Vance Trimble (1913–2021)

Vance Henry Trimble was a prolific award-winning journalist, biographer, and newspaperman from Harrison (Boone County). In 1960, Trimble won the Pulitzer Prize for national coverage, the Sigma Delta Chi Award for distinguished Washington coverage, and the Raymond Clapper Award for that year’s best reporting.

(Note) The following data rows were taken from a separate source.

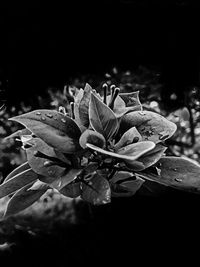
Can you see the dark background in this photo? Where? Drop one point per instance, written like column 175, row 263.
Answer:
column 44, row 46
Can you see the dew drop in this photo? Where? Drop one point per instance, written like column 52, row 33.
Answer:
column 47, row 163
column 63, row 120
column 50, row 172
column 49, row 115
column 178, row 179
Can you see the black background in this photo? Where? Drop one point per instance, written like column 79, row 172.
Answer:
column 44, row 46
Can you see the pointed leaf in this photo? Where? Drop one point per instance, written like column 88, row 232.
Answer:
column 84, row 106
column 17, row 182
column 40, row 165
column 92, row 137
column 102, row 118
column 54, row 128
column 176, row 172
column 97, row 192
column 130, row 152
column 129, row 137
column 23, row 199
column 151, row 126
column 148, row 159
column 21, row 168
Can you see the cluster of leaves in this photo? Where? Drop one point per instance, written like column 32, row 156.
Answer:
column 95, row 148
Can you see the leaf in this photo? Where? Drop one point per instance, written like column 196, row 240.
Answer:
column 54, row 128
column 176, row 172
column 64, row 180
column 147, row 160
column 97, row 192
column 84, row 106
column 150, row 125
column 40, row 165
column 18, row 134
column 92, row 137
column 129, row 137
column 37, row 185
column 130, row 152
column 17, row 182
column 132, row 100
column 125, row 184
column 120, row 176
column 23, row 199
column 118, row 104
column 102, row 118
column 72, row 190
column 77, row 101
column 21, row 168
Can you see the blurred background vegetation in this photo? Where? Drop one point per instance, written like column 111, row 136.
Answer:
column 150, row 46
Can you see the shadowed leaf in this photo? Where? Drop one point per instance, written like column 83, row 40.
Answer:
column 40, row 165
column 129, row 137
column 148, row 159
column 102, row 118
column 17, row 182
column 130, row 152
column 72, row 190
column 92, row 137
column 21, row 168
column 176, row 172
column 97, row 191
column 24, row 198
column 54, row 128
column 151, row 126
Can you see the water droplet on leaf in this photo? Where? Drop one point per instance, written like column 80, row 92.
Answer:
column 49, row 115
column 178, row 179
column 63, row 120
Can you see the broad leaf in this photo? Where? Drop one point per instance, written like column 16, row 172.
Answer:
column 64, row 180
column 148, row 159
column 54, row 128
column 24, row 198
column 77, row 101
column 129, row 137
column 40, row 165
column 72, row 190
column 118, row 104
column 21, row 168
column 130, row 152
column 132, row 100
column 17, row 182
column 102, row 118
column 92, row 137
column 176, row 172
column 18, row 134
column 97, row 191
column 127, row 188
column 151, row 126
column 120, row 176
column 84, row 106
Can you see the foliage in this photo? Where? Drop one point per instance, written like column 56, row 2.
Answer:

Vance Trimble was born in Harrison on July 6, 1913. His father, Guy L. Trimble, was a lawyer, and his mother, Josie Trimble, was a poet and writer. By 1920, anti-union violence and mob rule, culminating in what has been called the Harrison Railroad Riot, forced Guy Trimble to resign as mayor and move his family to Okemah, Oklahoma, where Vance Trimble grew up. Trimble’s mother directed plays at Okemah’s Crystal Theater, and when Trimble was fourteen, he was hired by the Okemah Daily Leader as a “cub reporter.” He worked there after school for $1.50 a week.

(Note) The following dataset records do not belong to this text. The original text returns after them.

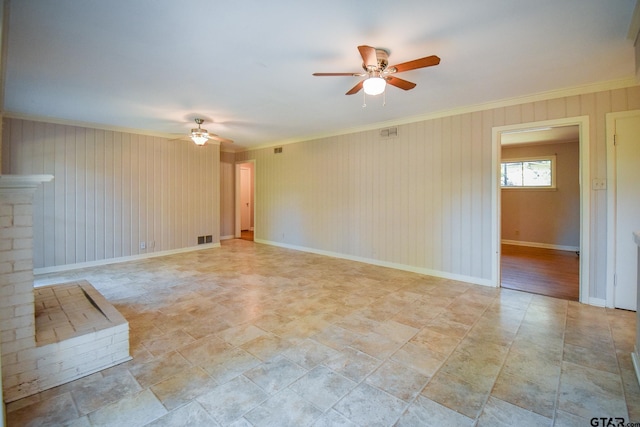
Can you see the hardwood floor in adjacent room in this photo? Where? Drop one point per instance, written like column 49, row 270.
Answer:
column 541, row 271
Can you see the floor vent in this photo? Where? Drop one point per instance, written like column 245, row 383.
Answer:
column 389, row 132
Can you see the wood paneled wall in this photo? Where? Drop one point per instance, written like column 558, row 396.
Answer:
column 227, row 195
column 422, row 199
column 113, row 190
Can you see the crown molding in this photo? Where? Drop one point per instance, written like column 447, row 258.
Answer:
column 506, row 102
column 541, row 96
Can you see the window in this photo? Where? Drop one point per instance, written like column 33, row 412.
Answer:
column 533, row 172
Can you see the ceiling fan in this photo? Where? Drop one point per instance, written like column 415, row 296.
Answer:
column 201, row 136
column 375, row 63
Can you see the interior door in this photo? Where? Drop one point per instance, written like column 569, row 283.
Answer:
column 245, row 198
column 627, row 208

In 1929, his family moved to Wewoka, and he graduated from Wewoka High School in 1931. Trimble was editor of the school newspaper, The Little Tiger. He also worked as a reporter for the Wewoka Times-Democrat covering local politics, sports, and other news. Just after graduation, he married Elzene Miller.

During the Great Depression, Trimble and his wife traveled around the country in a 1926 Chevrolet coupe with bald tires searching for work with newspapers and doing typewriter repair. After more than a year on the road, Trimble landed jobs at the Oklahoma cities of Okmulgee, Muskogee, and Tulsa, though he was later fired for joining a workers’ union called the Newspaper Guild.

The couple moved to Texas, winding up in Beaumont, then Port Arthur, and finally Houston. While living in Port Arthur, their only child, Carol Ann, was born, and Trimble applied for work at the Houston Press. After being denied a job there, he subscribed to the paper, studied it, and sent in a critique on what changes could be made to improve the paper. Subsequently, he was offered a job at the Houston Press as copyeditor, and he worked there for the next seventeen years.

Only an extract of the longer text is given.